Kradness mengangguk paham seraya mengibaskan tangan. Mafu segera berlalu. "Wow, bakat aktingnya boleh juga nih bocah," Kradness mengapresiasi. Ia dan Soraru lantas berjalan menuju lobi.

Sementara itu, Mafumafu memarkirkan mobil mahal milik temannya itu ke basement. Ia belum pernah menyetir mobil mahal sebelumya, jadi ada sedikit rasa khawatir akan mengacaukan. Namun syukurlah mobil itu sampai di tempat parkir tanpa lecet sedikitpun.

Pemuda albino itu turun dari kemudi, kemudian celingukan mengamati keadaan sekitar. Merasa situasi aman dari pandangan lensa mata maupun kamera, ia bergegas menuju bagian belakang mobil.

"Ayo, Gaess, keluar," ia setengah berbisik.

Sepupu kembar Eve dan Sou beserta Shounen T turun setengah mengendap. Mafu kembali berujar, "Lakukan dengan baik. Hati-hati, ya!"

Acungan jempol ia dapatkan sebagai balasan dari ketiganya. Tim tersebut segera bergerak menuju tangga darurat dan dengan Shonen T sebagai pengawas di depan. Mereka turun ke lantai di bawahnya.

Usai memastikan ketiganya pergi dengan aman, seakan tidak terjadi apapun Mafu keluar dari lahan parkir, kembali ke atas untuk bergabung dengan timnya di lobi.

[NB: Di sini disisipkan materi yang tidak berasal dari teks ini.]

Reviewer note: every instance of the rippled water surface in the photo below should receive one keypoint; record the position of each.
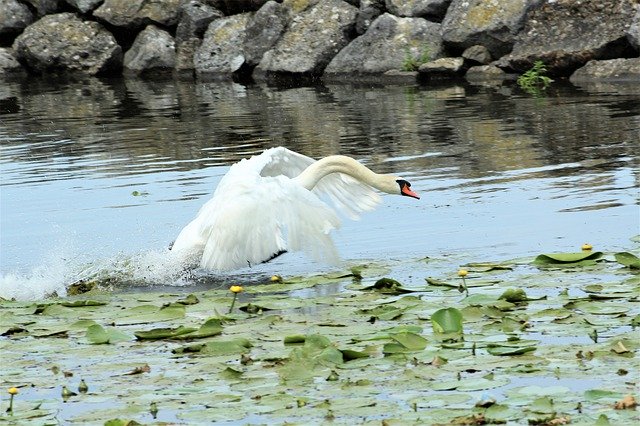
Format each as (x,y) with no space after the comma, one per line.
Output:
(101,175)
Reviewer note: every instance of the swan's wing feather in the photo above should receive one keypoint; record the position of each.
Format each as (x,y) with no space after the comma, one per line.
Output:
(348,195)
(258,221)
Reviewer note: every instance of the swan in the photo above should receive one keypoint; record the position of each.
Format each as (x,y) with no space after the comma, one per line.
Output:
(275,202)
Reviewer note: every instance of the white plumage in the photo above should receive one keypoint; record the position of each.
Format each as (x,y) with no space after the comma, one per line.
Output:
(277,201)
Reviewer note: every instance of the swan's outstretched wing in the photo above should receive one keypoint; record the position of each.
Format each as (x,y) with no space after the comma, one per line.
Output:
(258,220)
(349,196)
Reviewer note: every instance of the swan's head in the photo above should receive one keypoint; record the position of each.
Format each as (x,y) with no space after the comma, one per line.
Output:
(405,189)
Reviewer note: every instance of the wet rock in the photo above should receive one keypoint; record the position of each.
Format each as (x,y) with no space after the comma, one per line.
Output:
(194,17)
(386,46)
(14,17)
(565,35)
(609,70)
(483,73)
(222,50)
(8,62)
(491,23)
(264,29)
(313,38)
(435,9)
(84,6)
(152,50)
(138,13)
(368,12)
(63,42)
(477,54)
(442,68)
(633,33)
(45,7)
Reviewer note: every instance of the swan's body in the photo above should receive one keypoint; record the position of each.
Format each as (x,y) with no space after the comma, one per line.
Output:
(272,203)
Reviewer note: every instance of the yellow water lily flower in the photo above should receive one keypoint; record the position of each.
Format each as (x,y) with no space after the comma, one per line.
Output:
(236,289)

Di lain sisi sungai Huangpu, tepatnya di sebuah menara berbentuk unik yang biasa disebut 'Oriental Pearl Tower' dua orang pria berhasil naik dekat puncak tertinggi dengan cara ilegal. Luz menatap hamparan metropolitan yang tersuguh. Netra violetnya berbinar takjub.

Pak Anku terkekeh, "Baru pertama kali naik sampai sini, ya?"

Luz mengangguk, "Saya baru tahu ada cara naik yang seperti ini, Pak, ini keren sekali! Semua gedung terlihat dari sini!"

(ni yg penasaran wujud Oriental Pearl Tower tuh kek mana:v Luz sm Anku naek smpe bunderan yg nomer dua dari atas itu. )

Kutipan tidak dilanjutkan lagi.